5. Restrictions on Additional Charges
The Regulations set out a number of restrictions on additional or premium charges being levied on customers. Key among these are the following:
• The requirement to obtain the customer’s express prior consent for additional charges. In practical terms, therefore, pre-checked boxes adding premium services or other items onto orders must be avoided. Careful, clear wording would also be valuable in such situations, we would suggest, so as to ensure that customers understand exactly what they are signing up for.
• A bar on premium rate helplines for use by customers to deal with an existing contract.
6. Exempt and Partially Exempt Contracts
The Regulations do not apply to certain contracts and we would strongly recommend that any traders whose goods or services may fall either fully or partly within any of the following obtain legal advice from a suitably qualified solicitor:
• Gambling (within the meaning of the Gambling Act 2005);
• Banking, credit, insurance, personal pensions, investments or payments (unless such services are offered as ancillary services to contracts which are covered by the Regulations);
• Rights in immovable property (or the creation of such rights);
• Rental of residential accommodation;
• Construction of new (or substantially new, e.g. conversion) buildings;
• Supply of food or drink on regular rounds (e.g. milkmen);
• Package travel and holidays;
• Timeshares;
• Vending machines or “automated commercial premises”;
• A single connection by telephone, internet or fax established by a consumer;
• A single connection by public payphone;
• Sale of goods by way of execution or other authority of law.

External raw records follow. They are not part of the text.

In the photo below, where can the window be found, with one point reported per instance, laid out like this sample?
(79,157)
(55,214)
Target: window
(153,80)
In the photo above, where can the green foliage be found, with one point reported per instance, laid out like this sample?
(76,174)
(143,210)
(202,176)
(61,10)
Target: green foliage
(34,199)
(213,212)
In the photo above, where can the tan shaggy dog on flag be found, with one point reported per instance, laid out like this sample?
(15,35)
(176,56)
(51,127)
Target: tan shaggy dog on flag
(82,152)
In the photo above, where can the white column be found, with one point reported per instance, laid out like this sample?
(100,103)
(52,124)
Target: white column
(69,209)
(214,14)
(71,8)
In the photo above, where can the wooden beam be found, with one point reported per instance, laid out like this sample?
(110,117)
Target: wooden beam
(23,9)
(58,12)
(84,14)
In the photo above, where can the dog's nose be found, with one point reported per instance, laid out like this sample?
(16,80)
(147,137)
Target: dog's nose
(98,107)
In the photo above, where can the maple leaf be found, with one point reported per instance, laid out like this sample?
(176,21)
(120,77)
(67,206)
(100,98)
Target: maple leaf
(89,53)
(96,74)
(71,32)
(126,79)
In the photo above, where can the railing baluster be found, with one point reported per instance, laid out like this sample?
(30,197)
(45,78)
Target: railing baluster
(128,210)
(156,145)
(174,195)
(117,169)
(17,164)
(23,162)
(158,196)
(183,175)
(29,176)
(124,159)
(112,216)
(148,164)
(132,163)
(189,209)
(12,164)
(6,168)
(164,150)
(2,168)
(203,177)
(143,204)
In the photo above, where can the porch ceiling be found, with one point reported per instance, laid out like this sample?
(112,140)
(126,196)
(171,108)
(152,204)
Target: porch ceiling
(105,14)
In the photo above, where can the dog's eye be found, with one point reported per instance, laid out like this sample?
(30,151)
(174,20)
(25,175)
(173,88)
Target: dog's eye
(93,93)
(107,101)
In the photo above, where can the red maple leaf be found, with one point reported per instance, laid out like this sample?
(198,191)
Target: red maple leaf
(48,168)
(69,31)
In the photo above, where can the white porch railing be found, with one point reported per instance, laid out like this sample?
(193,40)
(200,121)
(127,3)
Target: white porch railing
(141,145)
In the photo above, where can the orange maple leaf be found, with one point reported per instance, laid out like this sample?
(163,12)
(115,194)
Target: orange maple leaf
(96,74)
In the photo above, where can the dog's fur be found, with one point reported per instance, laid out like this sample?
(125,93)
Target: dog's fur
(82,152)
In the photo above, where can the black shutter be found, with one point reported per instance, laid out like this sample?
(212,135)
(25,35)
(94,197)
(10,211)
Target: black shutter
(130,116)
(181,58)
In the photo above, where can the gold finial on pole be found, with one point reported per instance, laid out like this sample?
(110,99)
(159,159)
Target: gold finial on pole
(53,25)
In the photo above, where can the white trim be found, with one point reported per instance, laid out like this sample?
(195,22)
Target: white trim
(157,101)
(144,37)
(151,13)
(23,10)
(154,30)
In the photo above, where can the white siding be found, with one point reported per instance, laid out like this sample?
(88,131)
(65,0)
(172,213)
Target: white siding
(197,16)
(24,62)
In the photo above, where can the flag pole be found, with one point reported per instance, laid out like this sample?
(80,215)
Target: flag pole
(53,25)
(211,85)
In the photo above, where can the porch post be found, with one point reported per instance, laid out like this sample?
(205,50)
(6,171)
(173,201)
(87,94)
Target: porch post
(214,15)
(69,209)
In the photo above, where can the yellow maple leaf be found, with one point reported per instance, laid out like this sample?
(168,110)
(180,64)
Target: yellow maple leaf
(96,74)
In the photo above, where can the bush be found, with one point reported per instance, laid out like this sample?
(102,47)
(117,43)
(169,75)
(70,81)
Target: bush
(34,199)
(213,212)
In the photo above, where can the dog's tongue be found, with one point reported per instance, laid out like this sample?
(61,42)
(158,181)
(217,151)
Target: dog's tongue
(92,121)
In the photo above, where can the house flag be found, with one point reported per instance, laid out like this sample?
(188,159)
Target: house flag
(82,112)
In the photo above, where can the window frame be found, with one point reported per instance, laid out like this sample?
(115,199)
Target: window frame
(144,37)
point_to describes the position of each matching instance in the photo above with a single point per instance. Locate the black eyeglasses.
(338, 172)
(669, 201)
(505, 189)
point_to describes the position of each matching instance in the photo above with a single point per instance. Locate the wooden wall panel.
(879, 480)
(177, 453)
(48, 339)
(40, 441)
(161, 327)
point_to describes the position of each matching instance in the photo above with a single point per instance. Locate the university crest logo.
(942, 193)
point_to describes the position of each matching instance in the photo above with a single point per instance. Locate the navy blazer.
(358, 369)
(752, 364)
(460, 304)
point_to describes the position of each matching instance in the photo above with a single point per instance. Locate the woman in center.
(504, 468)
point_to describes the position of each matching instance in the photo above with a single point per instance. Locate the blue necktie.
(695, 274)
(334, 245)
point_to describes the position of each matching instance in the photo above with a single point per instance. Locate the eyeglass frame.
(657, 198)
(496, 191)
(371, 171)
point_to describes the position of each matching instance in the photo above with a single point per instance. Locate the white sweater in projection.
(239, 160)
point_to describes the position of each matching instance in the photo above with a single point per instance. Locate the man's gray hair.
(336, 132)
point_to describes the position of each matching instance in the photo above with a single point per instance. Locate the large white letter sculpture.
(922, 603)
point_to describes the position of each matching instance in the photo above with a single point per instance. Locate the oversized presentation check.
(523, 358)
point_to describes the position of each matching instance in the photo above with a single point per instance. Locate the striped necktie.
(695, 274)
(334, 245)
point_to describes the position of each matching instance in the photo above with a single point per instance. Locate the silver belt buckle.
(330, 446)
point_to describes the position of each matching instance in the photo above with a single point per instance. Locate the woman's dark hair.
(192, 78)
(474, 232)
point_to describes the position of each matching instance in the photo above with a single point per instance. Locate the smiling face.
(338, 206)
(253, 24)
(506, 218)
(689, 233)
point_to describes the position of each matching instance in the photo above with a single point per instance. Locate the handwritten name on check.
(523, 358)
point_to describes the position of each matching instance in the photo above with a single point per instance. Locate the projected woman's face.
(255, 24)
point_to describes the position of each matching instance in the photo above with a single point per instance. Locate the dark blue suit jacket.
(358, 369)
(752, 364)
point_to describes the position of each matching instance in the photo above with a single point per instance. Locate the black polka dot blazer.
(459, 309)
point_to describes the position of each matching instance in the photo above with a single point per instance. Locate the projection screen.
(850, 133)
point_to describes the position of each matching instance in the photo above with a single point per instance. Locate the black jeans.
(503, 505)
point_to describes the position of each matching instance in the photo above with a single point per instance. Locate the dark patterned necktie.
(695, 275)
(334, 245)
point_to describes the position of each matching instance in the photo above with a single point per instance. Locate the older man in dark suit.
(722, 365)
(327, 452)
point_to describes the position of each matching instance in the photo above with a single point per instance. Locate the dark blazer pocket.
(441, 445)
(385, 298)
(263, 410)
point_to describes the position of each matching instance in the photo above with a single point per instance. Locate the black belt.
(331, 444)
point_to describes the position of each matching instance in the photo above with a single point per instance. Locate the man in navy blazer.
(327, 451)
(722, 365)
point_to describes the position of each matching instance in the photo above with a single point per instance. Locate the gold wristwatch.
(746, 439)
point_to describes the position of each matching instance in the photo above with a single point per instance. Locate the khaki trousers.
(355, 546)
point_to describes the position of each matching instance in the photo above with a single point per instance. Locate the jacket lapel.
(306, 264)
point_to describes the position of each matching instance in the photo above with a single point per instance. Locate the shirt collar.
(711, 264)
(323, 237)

The Regulations apply only in part to certain contracts and, as with the above, we would strongly recommend that any traders whose goods or services may fall either fully or partly within any of the following obtain legal advice from a suitably qualified solicitor:
• Passenger transport services;
• Off-premises contracts worth less than £42 (NB: this applies to off-premises (e.g. doorstep sales) transactions and is thus outside the scope of e-commerce and other distance selling methods)
• Supply of medicinal or other healthcare products by prescribers or similar;
• Day-to-day transactions (NB: this applies to on-premises transactions and is thus outside the scope of e-commerce and other distance selling methods);
• Goods or services with fluctuating prices. In such cases there is no right to cancel.

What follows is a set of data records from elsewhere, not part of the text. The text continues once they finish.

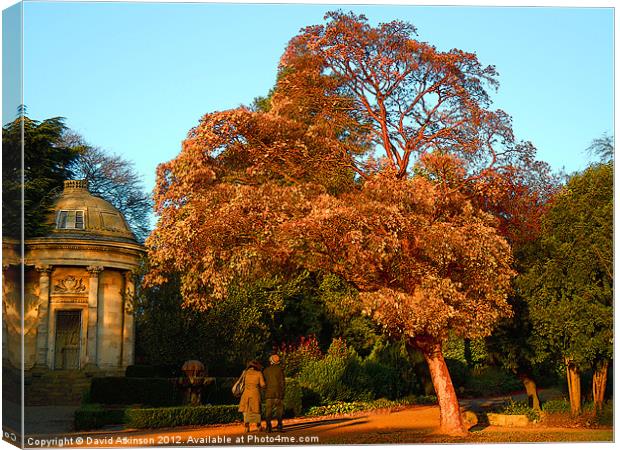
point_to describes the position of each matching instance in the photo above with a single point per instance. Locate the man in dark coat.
(274, 391)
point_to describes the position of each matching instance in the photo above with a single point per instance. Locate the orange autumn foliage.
(378, 160)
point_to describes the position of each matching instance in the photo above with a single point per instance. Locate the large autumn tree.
(376, 158)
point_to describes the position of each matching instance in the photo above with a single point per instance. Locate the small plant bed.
(345, 408)
(95, 416)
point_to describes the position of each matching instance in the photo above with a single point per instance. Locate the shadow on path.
(343, 422)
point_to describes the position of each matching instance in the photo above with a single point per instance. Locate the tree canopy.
(569, 287)
(376, 159)
(46, 164)
(116, 180)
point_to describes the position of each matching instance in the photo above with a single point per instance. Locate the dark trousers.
(274, 405)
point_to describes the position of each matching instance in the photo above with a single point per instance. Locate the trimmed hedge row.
(93, 416)
(129, 391)
(182, 415)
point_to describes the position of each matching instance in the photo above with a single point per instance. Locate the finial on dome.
(76, 185)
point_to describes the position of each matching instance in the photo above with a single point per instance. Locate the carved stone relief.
(70, 285)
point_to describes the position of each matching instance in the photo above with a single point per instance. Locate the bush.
(335, 378)
(148, 371)
(129, 391)
(220, 392)
(491, 381)
(293, 396)
(402, 370)
(605, 417)
(384, 381)
(338, 408)
(180, 416)
(459, 372)
(556, 406)
(93, 416)
(295, 357)
(309, 398)
(520, 408)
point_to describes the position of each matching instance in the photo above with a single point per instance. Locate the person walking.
(274, 392)
(249, 404)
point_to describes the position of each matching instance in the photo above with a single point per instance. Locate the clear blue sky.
(134, 78)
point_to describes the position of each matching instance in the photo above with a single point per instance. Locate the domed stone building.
(78, 289)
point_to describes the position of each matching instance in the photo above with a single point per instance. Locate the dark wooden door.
(68, 331)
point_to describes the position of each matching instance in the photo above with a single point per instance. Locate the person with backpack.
(274, 391)
(249, 404)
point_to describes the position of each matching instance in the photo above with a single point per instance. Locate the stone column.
(127, 357)
(43, 315)
(93, 297)
(5, 329)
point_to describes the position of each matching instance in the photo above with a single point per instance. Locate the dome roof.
(78, 212)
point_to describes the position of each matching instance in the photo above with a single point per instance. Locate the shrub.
(309, 398)
(556, 406)
(338, 408)
(605, 417)
(128, 391)
(180, 416)
(149, 371)
(295, 357)
(93, 416)
(459, 372)
(395, 357)
(520, 408)
(292, 398)
(220, 392)
(335, 378)
(491, 381)
(384, 381)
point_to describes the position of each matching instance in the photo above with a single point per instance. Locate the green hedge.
(520, 408)
(93, 416)
(129, 391)
(336, 378)
(220, 392)
(556, 406)
(338, 408)
(148, 371)
(490, 381)
(180, 416)
(293, 396)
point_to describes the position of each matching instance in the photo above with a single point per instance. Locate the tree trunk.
(450, 419)
(599, 381)
(574, 387)
(530, 390)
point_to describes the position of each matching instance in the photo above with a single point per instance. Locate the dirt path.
(409, 425)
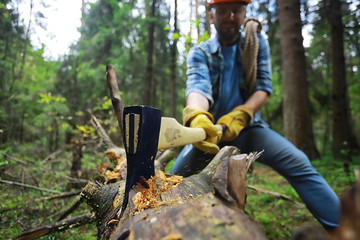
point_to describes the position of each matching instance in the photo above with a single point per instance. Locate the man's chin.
(229, 36)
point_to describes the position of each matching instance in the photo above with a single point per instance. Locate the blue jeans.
(282, 156)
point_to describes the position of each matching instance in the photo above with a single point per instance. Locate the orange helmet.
(222, 1)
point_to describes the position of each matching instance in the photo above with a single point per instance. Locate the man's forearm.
(257, 100)
(198, 100)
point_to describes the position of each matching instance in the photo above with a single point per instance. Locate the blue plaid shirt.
(205, 65)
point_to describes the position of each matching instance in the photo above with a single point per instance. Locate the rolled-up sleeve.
(263, 77)
(198, 77)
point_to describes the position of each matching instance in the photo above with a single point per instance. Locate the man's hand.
(198, 118)
(235, 121)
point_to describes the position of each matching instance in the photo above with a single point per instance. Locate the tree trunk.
(297, 120)
(203, 206)
(174, 67)
(343, 131)
(149, 64)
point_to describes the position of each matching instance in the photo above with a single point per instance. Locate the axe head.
(140, 136)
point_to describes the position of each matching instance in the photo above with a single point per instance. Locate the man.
(217, 92)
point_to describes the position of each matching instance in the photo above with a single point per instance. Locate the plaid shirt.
(205, 66)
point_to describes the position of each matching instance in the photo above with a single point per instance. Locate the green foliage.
(279, 218)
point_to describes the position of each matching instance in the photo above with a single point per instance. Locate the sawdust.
(147, 197)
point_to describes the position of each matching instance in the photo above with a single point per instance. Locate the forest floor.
(23, 208)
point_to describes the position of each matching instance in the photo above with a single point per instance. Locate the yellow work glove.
(235, 121)
(195, 117)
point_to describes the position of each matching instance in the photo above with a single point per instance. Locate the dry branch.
(273, 194)
(64, 195)
(56, 227)
(28, 186)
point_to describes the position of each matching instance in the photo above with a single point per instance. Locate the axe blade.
(140, 136)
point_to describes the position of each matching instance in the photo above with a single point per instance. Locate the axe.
(144, 132)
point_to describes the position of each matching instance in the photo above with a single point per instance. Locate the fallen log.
(202, 206)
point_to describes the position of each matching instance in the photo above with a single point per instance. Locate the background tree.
(297, 120)
(174, 57)
(342, 130)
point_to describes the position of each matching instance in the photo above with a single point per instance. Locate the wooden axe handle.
(115, 96)
(173, 134)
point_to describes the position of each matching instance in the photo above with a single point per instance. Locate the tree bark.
(203, 206)
(343, 134)
(297, 120)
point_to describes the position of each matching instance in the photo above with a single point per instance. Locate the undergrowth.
(23, 208)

• Customised goods or those made to the customer’s specification. In such cases there is no right to cancel.
• Rapidly deteriorating goods. In such cases there is no right to cancel.

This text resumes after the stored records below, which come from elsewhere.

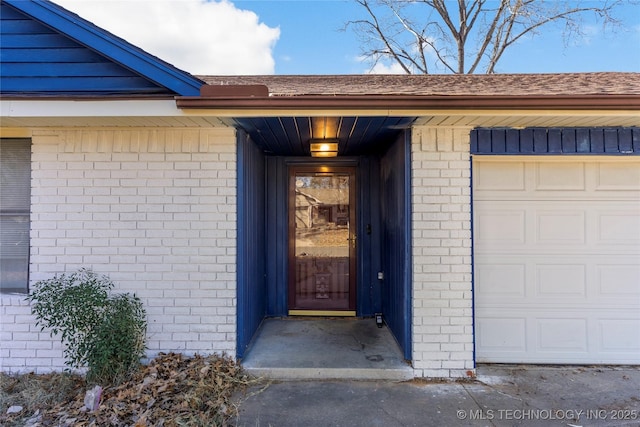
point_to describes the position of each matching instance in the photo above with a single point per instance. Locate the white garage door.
(557, 259)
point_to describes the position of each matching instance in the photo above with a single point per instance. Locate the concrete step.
(363, 374)
(327, 349)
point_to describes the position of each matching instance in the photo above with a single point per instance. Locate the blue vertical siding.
(251, 241)
(396, 219)
(46, 49)
(555, 141)
(369, 237)
(277, 235)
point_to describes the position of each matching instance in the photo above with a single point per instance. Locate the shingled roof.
(569, 84)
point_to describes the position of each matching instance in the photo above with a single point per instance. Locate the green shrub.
(103, 332)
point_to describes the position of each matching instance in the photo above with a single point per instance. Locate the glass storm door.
(322, 241)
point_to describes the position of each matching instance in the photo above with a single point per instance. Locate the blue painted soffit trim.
(110, 46)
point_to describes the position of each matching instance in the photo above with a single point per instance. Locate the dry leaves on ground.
(172, 390)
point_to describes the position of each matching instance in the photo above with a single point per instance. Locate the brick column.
(442, 285)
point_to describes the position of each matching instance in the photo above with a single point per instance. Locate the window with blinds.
(15, 196)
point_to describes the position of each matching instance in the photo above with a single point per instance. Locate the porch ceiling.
(291, 135)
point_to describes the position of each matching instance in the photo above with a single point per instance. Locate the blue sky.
(307, 37)
(311, 42)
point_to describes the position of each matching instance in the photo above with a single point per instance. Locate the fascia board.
(110, 46)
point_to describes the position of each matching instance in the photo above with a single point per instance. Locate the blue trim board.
(556, 141)
(106, 44)
(252, 244)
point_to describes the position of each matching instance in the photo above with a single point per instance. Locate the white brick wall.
(155, 209)
(442, 290)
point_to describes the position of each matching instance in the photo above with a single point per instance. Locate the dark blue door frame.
(384, 237)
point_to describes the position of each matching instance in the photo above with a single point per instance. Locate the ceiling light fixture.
(324, 147)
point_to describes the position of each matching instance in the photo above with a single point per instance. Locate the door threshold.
(326, 313)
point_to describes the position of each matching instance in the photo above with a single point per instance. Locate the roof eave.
(414, 102)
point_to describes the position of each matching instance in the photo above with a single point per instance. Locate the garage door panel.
(557, 264)
(561, 281)
(501, 281)
(617, 176)
(558, 336)
(564, 227)
(619, 281)
(620, 336)
(501, 225)
(549, 177)
(555, 334)
(620, 226)
(502, 334)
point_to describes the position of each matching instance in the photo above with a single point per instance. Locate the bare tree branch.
(424, 35)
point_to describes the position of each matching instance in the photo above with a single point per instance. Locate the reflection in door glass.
(322, 241)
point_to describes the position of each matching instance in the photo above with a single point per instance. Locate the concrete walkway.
(501, 396)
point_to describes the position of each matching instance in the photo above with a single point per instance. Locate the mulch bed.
(172, 390)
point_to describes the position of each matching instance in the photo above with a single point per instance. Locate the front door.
(322, 241)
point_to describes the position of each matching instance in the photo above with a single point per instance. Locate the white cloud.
(200, 37)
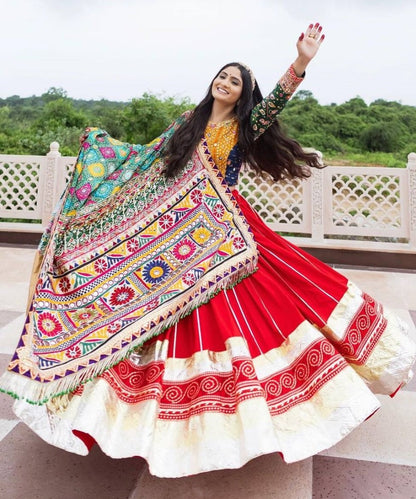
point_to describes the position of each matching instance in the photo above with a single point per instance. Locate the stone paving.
(377, 460)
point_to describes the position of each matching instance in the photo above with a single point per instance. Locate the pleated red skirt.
(286, 361)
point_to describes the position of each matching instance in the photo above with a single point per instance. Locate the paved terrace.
(378, 460)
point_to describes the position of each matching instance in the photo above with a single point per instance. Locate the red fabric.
(288, 287)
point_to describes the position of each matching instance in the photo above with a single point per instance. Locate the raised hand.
(309, 42)
(308, 45)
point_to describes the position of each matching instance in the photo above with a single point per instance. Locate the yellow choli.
(221, 138)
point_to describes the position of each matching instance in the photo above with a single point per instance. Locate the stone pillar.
(51, 185)
(317, 203)
(411, 169)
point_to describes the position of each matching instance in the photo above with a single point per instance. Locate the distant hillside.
(382, 132)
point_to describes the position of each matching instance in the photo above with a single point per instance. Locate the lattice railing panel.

• Vin en primeur or similar. In such cases there is no right to cancel.
• Sealed goods. In such cases, where the seal has been broken and the goods cannot be returned for health reasons, there is no right to cancel.
• Sealed audio, video or computer software. In such cases, where the seal has been broken, there is no right to cancel.
• Goods which become inseparably mixed with other goods after delivery. The right to cancel is lost after such mixing.
• Urgent repairs or maintenance. In such cases there is no right to cancel.
• Newspapers and magazines. In such cases there is no right to cancel.
• Contracts concluded at public auctions.
• Contracts for the supply of accommodation, transport of goods, vehicle rental services, catering or services relating to leisure activities, if the contract provides for a specific date or period of performance. In such cases there is no right to cancel.